M.D. Class of 2024 President Nick Thomas has known since he was a kid that he wanted to be a doctor. He tells everyone that he was inspired by his nephew Kahlil, who is only six years younger than he, and Kahlil’s mother May, one of his sisters who was only 15 when Kahlil was born with cerebral palsy.

Kahlil has had multiple surgeries to improve his quality of life, and Thomas wants to “pay it forward” as an orthopedic surgeon. Sister May went on to finish high school and college, a testament to her perseverance.
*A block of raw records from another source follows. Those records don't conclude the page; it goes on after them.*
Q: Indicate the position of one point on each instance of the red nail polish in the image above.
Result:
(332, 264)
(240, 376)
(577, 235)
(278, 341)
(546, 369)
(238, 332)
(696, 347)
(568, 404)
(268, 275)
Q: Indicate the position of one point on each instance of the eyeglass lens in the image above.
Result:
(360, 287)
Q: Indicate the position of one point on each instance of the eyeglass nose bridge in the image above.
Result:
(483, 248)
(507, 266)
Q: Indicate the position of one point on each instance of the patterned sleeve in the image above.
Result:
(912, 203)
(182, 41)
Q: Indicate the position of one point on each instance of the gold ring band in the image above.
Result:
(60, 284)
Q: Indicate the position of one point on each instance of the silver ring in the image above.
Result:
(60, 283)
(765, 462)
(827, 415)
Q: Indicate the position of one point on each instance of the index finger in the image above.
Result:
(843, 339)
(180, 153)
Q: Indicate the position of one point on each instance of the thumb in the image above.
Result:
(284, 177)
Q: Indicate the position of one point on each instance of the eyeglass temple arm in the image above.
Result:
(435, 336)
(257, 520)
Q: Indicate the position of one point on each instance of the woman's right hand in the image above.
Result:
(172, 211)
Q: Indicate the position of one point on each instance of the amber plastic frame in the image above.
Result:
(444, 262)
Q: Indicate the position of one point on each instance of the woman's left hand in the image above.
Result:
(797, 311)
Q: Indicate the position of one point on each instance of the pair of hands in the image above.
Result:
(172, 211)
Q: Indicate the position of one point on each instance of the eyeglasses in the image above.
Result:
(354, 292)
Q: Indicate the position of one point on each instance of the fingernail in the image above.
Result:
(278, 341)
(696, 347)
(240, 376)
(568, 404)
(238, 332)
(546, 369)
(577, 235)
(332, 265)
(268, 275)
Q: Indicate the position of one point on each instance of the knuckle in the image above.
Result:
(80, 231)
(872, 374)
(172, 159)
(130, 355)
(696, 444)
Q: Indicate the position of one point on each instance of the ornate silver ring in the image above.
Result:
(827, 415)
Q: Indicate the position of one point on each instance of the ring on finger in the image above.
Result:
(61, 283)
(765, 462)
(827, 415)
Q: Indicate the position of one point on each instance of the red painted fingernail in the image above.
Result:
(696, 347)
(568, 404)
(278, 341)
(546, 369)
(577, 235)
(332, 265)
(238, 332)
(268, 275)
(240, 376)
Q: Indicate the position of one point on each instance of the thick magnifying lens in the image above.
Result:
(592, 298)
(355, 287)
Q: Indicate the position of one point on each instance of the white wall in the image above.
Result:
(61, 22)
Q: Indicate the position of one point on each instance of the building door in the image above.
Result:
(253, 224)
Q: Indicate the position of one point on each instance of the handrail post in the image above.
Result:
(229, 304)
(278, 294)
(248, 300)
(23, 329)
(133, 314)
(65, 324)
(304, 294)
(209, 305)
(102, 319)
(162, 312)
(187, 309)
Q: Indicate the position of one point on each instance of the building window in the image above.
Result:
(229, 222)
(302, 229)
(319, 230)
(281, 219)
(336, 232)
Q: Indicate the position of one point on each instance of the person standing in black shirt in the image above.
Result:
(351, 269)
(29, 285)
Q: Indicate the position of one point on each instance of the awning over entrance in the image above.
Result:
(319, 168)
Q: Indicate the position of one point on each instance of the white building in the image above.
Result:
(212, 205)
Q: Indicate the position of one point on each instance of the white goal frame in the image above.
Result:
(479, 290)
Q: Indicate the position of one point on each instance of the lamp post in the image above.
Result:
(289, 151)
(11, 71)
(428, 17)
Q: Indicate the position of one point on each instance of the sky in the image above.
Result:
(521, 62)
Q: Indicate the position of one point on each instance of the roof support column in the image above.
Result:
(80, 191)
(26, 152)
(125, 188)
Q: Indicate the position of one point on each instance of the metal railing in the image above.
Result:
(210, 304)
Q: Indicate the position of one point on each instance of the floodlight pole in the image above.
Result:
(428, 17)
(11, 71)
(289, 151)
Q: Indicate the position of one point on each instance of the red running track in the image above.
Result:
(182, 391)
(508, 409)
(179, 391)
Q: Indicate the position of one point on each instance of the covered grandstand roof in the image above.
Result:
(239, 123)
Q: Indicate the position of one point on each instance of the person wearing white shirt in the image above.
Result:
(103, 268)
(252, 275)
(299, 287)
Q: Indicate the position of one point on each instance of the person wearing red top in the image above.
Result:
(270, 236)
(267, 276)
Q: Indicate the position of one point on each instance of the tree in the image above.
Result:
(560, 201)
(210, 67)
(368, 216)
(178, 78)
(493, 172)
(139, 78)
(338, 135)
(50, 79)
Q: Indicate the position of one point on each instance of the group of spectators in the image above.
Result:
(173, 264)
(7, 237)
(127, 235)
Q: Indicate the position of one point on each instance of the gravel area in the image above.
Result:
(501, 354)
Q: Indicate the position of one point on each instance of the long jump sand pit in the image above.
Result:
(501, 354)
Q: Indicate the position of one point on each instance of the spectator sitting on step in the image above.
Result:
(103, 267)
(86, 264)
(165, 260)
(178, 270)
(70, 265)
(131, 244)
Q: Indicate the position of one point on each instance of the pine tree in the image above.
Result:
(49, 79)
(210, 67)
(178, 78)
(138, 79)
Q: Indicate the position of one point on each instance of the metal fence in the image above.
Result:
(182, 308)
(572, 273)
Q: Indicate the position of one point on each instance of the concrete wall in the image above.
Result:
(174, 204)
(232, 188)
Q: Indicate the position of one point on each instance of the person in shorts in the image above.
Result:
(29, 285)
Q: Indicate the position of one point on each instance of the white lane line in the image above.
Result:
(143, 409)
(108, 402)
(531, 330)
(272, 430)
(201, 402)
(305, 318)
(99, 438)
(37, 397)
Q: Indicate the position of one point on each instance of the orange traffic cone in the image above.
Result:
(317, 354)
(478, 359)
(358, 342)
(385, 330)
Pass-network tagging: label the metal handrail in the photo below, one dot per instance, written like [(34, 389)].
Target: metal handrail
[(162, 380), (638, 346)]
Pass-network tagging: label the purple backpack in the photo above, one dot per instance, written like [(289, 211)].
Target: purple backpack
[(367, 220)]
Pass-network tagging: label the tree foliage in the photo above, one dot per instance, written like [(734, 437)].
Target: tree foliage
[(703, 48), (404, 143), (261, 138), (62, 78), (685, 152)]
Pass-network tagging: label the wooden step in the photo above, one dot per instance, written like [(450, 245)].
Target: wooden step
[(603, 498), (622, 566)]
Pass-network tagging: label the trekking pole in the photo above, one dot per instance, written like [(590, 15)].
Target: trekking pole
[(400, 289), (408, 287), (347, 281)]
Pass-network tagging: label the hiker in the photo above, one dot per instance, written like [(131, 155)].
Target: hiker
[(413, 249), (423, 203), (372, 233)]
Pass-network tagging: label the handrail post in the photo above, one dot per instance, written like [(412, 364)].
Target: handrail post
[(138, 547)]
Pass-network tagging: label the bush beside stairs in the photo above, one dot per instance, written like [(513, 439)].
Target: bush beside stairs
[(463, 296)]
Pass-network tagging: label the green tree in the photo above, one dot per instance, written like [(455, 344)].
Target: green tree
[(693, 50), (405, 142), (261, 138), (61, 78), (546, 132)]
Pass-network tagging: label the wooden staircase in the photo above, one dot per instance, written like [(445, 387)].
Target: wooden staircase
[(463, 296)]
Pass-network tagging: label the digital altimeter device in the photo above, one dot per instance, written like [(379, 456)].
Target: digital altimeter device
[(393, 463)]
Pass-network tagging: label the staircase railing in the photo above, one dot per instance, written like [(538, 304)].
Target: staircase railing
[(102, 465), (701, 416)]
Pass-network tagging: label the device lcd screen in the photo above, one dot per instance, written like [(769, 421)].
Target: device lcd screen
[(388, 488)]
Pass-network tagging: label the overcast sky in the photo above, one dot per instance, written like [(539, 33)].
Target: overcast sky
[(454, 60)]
The cheering section for Thomas was large and loud at both the commencement ceremony Saturday and the Presentation of Awards Ceremony the day before. Thomas was the recipient of the Myra M. Hurt Leadership in Medicine Award, one of the college’s highest honors for a graduate. Hurt was the acting dean when the FSU College of Medicine was first created and is widely considered the college’s godmother.

Dr. Anthony Speights, senior associate dean for interdisciplinary medical sciences and Thomas’ mentor, presented the award. Thomas asked his inspirational nephew to hold it for a family portrait a short while later. On Saturday, the scenario repeated itself as Kahlil held his uncle's medical school diploma.